Cependant, il n’est pas clair si les facteurs génétiques sont plus importants que les facteurs environnementaux.

Une nouvelle étude chez des jumeaux suggère que l’éducation peut être plus importante que les facteurs génétiques pour prédire la santé du coeur et du cerveau.

La raison pour laquelle les habitudes saines pour le cœur sont également bonnes pour le cerveau est due au fait que la santé du cœur et du cerveau dépendent de vaisseaux sanguins en bonne santé fournirssant de l’oxygène et des nutriments. Le cerveau a besoin d’un cœur et des vaisseaux sanguins en bonne santé pour assurer le bon fonctionnement des neurones.

Des données provenant de différentes études ont suggéré qu’il existe un lien étroit entre la santé cardiovasculaire et la santé du cerveau.

Les chercheurs ont expliqué que la mauvaise santé cardiovasculaire peut, avec l’âge, provoquer des mécanismes affectant la fonction cognitive.

Qu’est-ce qui prédispose à avoir une santé cardiovasculaire et cérébrale plus mauvaise ou meilleure? 

Jusqu’à présent, les scientifiques n’ont pas été en mesure de répondre à cette question avec certitude.

De manière générale, il existe deux types de facteurs qui pourraient influencer à long terme certains aspects de la santé du coeur et du cerveau.

Il s’agit de facteurs génétiques (non modifiables) et environnementaux (modifiables).

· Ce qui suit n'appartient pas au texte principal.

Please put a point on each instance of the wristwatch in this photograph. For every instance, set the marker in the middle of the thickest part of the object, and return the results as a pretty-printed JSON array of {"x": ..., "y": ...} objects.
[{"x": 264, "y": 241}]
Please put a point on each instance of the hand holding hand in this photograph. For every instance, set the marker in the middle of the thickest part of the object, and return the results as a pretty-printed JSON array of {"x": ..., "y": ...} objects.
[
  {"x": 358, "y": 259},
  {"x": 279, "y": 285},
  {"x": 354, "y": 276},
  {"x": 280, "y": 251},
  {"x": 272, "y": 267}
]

Pour déterminer si les gènes ou les facteurs environnementaux jouent un rôle plus important dans la possibilité de prédire la santé à long terme du cœur et du cerveau, des chercheurs américains de l’Université Emory à Atlanta ont décidé d’étudier une cohorte capable de fournir des réponses fiables : des paires de jumeaux.

Les jumeaux identiques (monozygotes) ont le même profil génétique, tandis que les jumeaux fraternels (dizygotes) partagent environ 50% de leurs gènes. En conséquence, des paires de jumeaux peuvent permettre aux chercheurs de comparer les effets de la nature avec ceux de l’éducation plus efficacement que les autres populations.

L’acquis aussi important que l’inné

Les chercheurs ont analysé dans cette étude les données de 272 paires de jumeaux monozygotes et dizygotes mâles, auxquelles ils ont pu accéder via un registre des jumeaux au Vietnam . Tous les participants étaient exempts de maladies cardiovasculaires et de démence au début de l’étudeLes chercheurs ont examiné la relation entre la santé cardiovasculaire – qu’ils ont déterminée en mesurant la glycémie et le cholestérol, la pression artérielle , l’indice de masse corporelle (IMC), l’activité physique, le régime alimentaire, le tabagisme – et les performances cognitives.

« Notre étude sur l’ensemble de l’échantillon de jumeaux a confirmé qu’une meilleure [santé cardiovasculaire] est associée à une meilleure santé cognitive dans plusieurs domaines », note le Dr Viola Vaccarino, auteur principal.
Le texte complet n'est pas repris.